Working With Teams At The Edge Of Performance
I want to work as close to the atoms as possible. That means infrastructure teams, hardware teams, or any team where human impact is the measure of success, not downloads, engagements, or vanity metrics. Building software or technology is not the difficult part. What is difficult is finding teams that work on real impact and that enable agency, where cross-functional teams can actually work together at the edge of performance. I am open to selective advisory or consulting work with teams like that, particularly where cognition, automation, and human performance intersect. I am interested in helping teams form ML programs, validate models responsibly, and design systems that support humans under real constraints. These are the environments where my background in product, engineering, and behavioral systems comes together most naturally.
- I want to work close to atoms: infrastructure, hardware, or teams where human impact is the KPI.
- Not downloads or engagements. Real impact. And teams that enable agency and cross-functional collaboration.

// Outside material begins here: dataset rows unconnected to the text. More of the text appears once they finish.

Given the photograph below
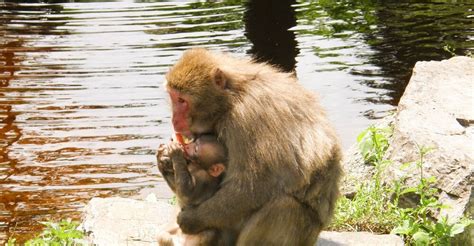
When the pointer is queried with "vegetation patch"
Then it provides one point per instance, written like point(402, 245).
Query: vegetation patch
point(62, 233)
point(375, 207)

- Open to advisory work where cognition, automation, and human performance meet.
With Gratitude
To the team members who contributed in any capacity, thank you. Your commitment and creativity allowed DistrictZero to deliver value long before there was a budget big enough to justify the effort. To our finance and capital partners, thank you for providing belief and support when the world was uncertain. To our pilots that were difficult, I am grateful for the chance to try and I hope our paths cross again with renewed clarity. To Loyola University Chicago Stritch School of Medicine and the Department of Medical Education, thank you for trusting us as a design partner. You helped shape this work into something that mattered for real people in real situations.
DistrictZero taught me what education makes possible when we invest in humans. It taught me that well being must be designed into learning environments, not treated as an afterthought. Most of all, it taught me that building systems of care is a collective effort. Thank you for being part of it.
- Thank you to team members, partners, pilots, and Loyola for making DistrictZero possible.
- DistrictZero taught me that well being must be designed into learning environments.
- Building systems of care is a collective effort.